The ContractEngine is the central runtime that ties all six primitives together. It wraps the .acon file format and provides:

  • CRUD operations for all entity types
  • Policy evaluation with text-matching and precedence
  • Risk limit tracking with window expiration
  • Approval workflow management
  • Obligation deadline monitoring
  • Violation recording and querying
  • Statistics and summary reporting

The engine is the only entry point for modifying the contract store.

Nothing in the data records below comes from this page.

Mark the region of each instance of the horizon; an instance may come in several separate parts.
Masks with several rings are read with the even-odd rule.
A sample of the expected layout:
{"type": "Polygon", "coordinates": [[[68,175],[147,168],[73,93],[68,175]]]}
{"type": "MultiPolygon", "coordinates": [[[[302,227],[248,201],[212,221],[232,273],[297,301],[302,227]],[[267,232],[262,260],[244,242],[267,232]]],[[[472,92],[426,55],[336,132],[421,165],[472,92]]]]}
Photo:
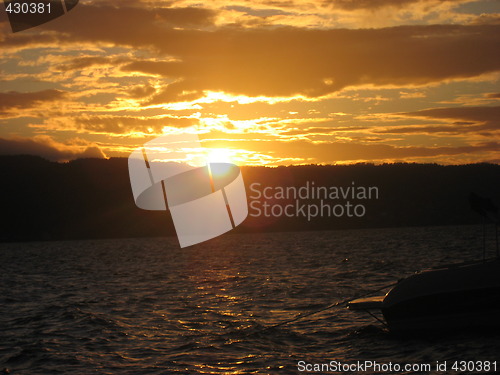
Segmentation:
{"type": "Polygon", "coordinates": [[[81,0],[13,33],[0,153],[127,157],[198,134],[237,165],[500,164],[493,0],[81,0]]]}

All MCP tools, CLI commands, FFI functions, and Python SDK methods delegate to it.

Entity Relationships

Policies -------> RequireApproval --> Approval Rules
    |                                    |
    |                                    v
    |                              Approval Requests
    |                                    |
    |                                    v
    |                              Approval Decisions
    |
    +-------> Conditions (prerequisites)
    |
    +-------> Violations (breaches)

Risk Limits --> Violations (on exceed)

Obligations --> Violations (on overdue)

All entities are identified by ContractId (UUID-based) and timestamped with created_at. This enables temporal queries and audit trails across the full governance lifecycle.